Inside unit 1 (nearly)

5 July 2012

A survey of the flooded Fukushima Daiichi unit 1 torus room, which is adjacent to the reactor suppression chamber, recorded radiation levels in water in excess of 10,000 mSv/hr.

TEPCO workers feed a sensor through a gap in a pipe penetration into the unit 1 torus room below
TEPCO workers feed a sensor through a gap in a pipe penetration into the unit 1 torus room below


TEPCO was unable to record water radiation levels exactly; engineers suspect that the probe malfunctioned since it registered constant values of between 100 million-1 billion mSv/hr in the water. Radiation levels increased steadily as the probe descended, from 19.5 mSv/hr about 6m above the water to about 1300 mSv/hr about 4m above the water to a peak of 10300 mSv/hr just before it was submerged. The probe's first reading at the water surface was 8190 mSv/hr.

According to a report by Japanese broadcaster NHK, the radiation figures are 10 times higher than levels in units 2 and 3, which also reported TEPCO official Junichi Matsumoto speculating that radiation levels were higher in unit 1 because more fuel rods melted down. NHK also said that the 10300 mSv/hr dose would be fatal to humans in less than an hour.
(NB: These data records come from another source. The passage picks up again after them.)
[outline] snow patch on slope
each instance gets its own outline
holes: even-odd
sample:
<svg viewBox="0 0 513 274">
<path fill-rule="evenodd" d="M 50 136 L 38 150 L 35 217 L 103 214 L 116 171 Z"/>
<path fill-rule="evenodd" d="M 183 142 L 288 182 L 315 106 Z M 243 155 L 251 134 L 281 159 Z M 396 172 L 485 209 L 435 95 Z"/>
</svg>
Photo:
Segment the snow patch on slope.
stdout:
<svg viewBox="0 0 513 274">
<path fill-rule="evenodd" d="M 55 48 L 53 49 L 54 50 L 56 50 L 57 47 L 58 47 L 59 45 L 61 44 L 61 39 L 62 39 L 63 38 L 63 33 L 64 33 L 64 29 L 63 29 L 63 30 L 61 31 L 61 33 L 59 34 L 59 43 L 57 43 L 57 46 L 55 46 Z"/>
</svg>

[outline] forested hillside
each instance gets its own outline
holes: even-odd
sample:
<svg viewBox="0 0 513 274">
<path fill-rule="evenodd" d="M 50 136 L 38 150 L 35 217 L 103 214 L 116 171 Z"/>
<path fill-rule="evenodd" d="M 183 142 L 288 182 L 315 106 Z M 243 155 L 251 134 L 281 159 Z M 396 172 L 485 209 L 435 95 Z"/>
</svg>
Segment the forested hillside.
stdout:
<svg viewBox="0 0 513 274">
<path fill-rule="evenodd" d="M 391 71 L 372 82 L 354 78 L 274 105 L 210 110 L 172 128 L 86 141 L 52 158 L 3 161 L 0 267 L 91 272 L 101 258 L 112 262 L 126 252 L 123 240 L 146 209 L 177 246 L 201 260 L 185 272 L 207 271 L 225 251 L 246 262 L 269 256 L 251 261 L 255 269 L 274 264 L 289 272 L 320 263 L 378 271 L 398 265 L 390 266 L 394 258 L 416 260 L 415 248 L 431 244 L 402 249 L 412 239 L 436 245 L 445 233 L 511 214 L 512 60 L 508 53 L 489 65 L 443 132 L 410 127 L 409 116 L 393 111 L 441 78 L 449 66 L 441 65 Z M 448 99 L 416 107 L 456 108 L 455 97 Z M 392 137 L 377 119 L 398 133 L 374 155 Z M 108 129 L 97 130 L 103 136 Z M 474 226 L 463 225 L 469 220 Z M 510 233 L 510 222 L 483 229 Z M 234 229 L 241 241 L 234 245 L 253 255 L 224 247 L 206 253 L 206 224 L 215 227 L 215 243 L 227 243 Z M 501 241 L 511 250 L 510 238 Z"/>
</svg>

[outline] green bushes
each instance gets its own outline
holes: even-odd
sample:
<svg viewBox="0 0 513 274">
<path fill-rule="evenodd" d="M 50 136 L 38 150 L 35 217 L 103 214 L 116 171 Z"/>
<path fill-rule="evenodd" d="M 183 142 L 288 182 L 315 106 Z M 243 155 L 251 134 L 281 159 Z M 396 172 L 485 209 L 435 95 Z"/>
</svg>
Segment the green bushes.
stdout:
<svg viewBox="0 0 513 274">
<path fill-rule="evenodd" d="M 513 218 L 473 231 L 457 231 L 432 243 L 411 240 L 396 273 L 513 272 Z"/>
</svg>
The survey discovered that the water was flooded to about Ohama Port 4.0m, or about 5.2m deep. Water surface temperature was 37°C, compared with an air temperature of 22°C in the reactor building.

The survey also determined that the accumulated water was transparent at least 60cm below the surface, and that there is floating sediment on the bottom of the torus room.